A lively social narrative follows a young woman's introduction into a close-knit colonial social circle, where club life, balls, and picnics provide the backdrop for rivalries, flirtations, and strategic alliances. Polished manners and petty jealousies shape interactions as older hostesses and fashionable youths compete for influence, while candid friendships and comic misunderstandings reveal private motives. Interwoven episodes trace suitors' decisions, secret morning meetings, and escalating tensions that culminate in the exposure of a central man's true identity, prompting shifts in reputation and household arrangements.

CHAPTER XXVII.
MRS. LANGRISHE PUTS HERSELF OUT TO TAKE SOMEBODY IN.

The little excursion into the interior lasted ten days. Mr. Brande was fond of thus throwing off the trammels of office and putting many miles of mountain and valley between himself and official letters, telegrams, and scarlet chuprassis, with their detestable tin boxes. He remained away until the last hour of his leave, enjoying leisurely marches, al fresco tiffins and teas in inviting spots, also friendly discussions with the sturdy Paharis or hill-folk. He returned to Shirani as much refreshed by the change as his good lady.

Tea was ready in the verandah when they reached home. Everything appeared in apple-pie order even to the mistress’s keen eye, from the snowy-clad khitmatgars, the glossy dark-green ferns to the flouted pup, newly washed and be-ribboned, who was in attendance in the ayah’s arms. In a short time Mrs. Sladen appeared to welcome the family. She was speedily followed by Mrs. Paul in a rickshaw and Miss Valpy on a smart chestnut pony.

“We have come to hear all your news,” said the latter, as she helped herself to a nice little hot cake.

“News! Pray where should we get news?” demanded Mrs. Brande, whose spirits had evidently revived.

“Come, tell us what has been going on in Shirani.”

“We are all on the qui vive for the bachelors’ ball; heaps of people are coming to it,” said Miss Valpy.

“Bachelors, I hope?” put in Mr. Brande, briskly.

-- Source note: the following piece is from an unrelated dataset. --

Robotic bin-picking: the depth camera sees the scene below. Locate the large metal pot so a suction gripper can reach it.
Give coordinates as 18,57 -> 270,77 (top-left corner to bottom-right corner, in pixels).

“Yes; it is to be on the eighth.”

“I hope that our dresses have arrived,” said Honor, anxiously.

“I think I can relieve your mind,” rejoined Mrs. Sladen; “there is a large new deal box in the back verandah that looks very like dresses. But poor Mrs. Curtice! The cart that was bringing up her boxes went over the broken bridge into the river-bed, and all her new frocks are in a state of pulp!”

“Who is Mrs. Curtice?” inquired Honor. “A new-comer?”

“Yes; an elderly youngerly bunchy person,” responded Miss Valpy. “She reminds me exactly of an old Java sparrow! She would look the same, no matter what she wore.”

Mr. Brande, the only gentleman present, put up his eye-glass and gazed at the young lady meditatively.

“Any more news?” continued his insatiable wife.

“They say that Captain Waring is engaged to Miss Potter, up at Simla. Does that cause you a pang, Honor?”

“Yes, a pang for Miss Potter,” she retorted. “I can’t endure Captain Waring.”

“Oh, why not? Most people are long-suffering with respect to him!”

“I hate a man who, when he talks to me, every now and then chucks me metaphorically under the chin.”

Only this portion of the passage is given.